= Emily Skidmore =

American associate professor and researcher

Emily Skidmore is an associate professor, a researcher and the author of True Sex. She is currently a history professor at Texas Tech University where she is also the director of graduate studies.

== Biography ==
For her award-winning book True Sex: The Lives of Trans Men at the Turn of the Twentieth Century, Skidmore gathered historical evidence of trans men in the United States from the 1876 to 1936 using newspapers and census and court documents. Some of the trans men documented included Joseph Lobdell and Ralph Kerwineo. Rorotoko featured Skidmore and her book in a cover interview discussing her discovery of historical records of trans men in rural areas. True Sex marks a historical deviation from the normative argument of that queer folks generally move to cities. Skidmore argues that the history of queer America may look different than the stories that currently predominate. She has been extensively quoted in the works of others such as Kritika Agarwal's 2018 article in Perspectives on trans history. The book has been extensively reviewed with commentary supporting the possibility of reframing the history of queer people in the United States.

Skidmore's works center on LGBTQ2+ issues, with a focus of transgender history. Some of Skidmore's works have an intersectional approach and she has had twelve articles been published in ten journals. Skidmore's work has been included in A Companion to American Women's History and her historical perspective has also been interviewed and quoted regarding the origins of the American women's suffrage movement. She has contributed to the creation of the Global Encyclopedia of Lesbian, Gay, Bisexual, Transgender, and Queer (LGBTQ) History, as an editor.

Skidmore's 2004 B.A. from Macalester College and 2011 Ph.D. from University of Illinois were both in history. She is currently an associate professor in history at the Texas Tech University.

Skidmore has been featured in podcasts with Marshall Poe in 2019 and Backstory.

== Works ==

=== Books ===
- Author, True Sex: The Lives of Trans Men at the Turn of the Twentieth Century ISBN 9781479870639
- Editor, Global Encyclopedia of Lesbian, Gay, Bisexual, Transgender, and Queer (LGBTQ) History, 1st Edition ISBN 9780684325545

=== Selected articles ===
- Skidmore, E. (2011).
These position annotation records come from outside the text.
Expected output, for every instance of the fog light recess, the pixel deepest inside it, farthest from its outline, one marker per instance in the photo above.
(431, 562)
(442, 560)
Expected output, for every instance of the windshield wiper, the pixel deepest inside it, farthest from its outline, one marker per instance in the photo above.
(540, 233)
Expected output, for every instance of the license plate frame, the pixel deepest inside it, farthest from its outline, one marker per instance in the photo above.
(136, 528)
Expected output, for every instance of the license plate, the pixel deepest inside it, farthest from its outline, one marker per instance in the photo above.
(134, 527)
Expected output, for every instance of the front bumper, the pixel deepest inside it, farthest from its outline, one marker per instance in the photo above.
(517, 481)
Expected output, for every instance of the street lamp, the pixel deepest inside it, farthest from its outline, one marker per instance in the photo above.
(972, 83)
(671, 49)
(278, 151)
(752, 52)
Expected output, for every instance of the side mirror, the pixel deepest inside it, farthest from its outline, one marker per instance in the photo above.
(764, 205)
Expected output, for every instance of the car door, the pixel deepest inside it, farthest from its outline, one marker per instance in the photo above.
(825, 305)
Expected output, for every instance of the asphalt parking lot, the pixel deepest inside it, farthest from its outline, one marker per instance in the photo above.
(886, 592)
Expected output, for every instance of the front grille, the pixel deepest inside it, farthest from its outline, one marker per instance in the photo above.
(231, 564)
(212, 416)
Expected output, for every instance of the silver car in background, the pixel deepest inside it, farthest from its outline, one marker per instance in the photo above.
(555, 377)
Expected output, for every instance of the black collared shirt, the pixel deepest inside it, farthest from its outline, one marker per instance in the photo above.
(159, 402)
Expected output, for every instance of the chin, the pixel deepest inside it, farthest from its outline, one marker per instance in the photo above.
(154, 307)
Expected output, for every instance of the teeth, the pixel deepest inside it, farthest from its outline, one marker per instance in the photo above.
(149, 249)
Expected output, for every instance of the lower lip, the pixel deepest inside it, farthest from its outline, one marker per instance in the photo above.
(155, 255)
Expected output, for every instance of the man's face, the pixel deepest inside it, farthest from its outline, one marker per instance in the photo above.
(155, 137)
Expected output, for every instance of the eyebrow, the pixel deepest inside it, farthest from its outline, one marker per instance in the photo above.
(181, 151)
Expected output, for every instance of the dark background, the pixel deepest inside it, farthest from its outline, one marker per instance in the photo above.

Constructing the "Good Transsexual": Christine Jorgensen, Whiteness, and Heteronormativity in the Mid-Twentieth-Century Press. Feminist Studies, 37(2), 270–300.
- Skidmore, E (2011). Exceptional queerness: defining the boundaries of normative U.S. citizenship, 1876-1936 (Thesis). University of Illinois at Urbana-Champaign.

=== Online works ===
- Troubling Terms: The Label Problem in Transgender History, Notches, November 28, 2017.
- Life as a Trans Man in Turn-of-the-Century America, Literary Hub, September 22, 2017.

== Awards ==
- 2019, President's Faculty Book Award from Texas Tech University
- 2018, U.S. History PROSE Award winner for True Sex: The Lives of Trans Men at the Turn of the Twentieth Century.
- 2018, Outstanding Teaching award from the History Graduate Student Association at Texas Tech University.
- 2016, Audre Lorde prize winner for her article Ralph Kerwineo’s Queer Body: Narrating the Scales of Social Membership in the Early Twentieth Century'.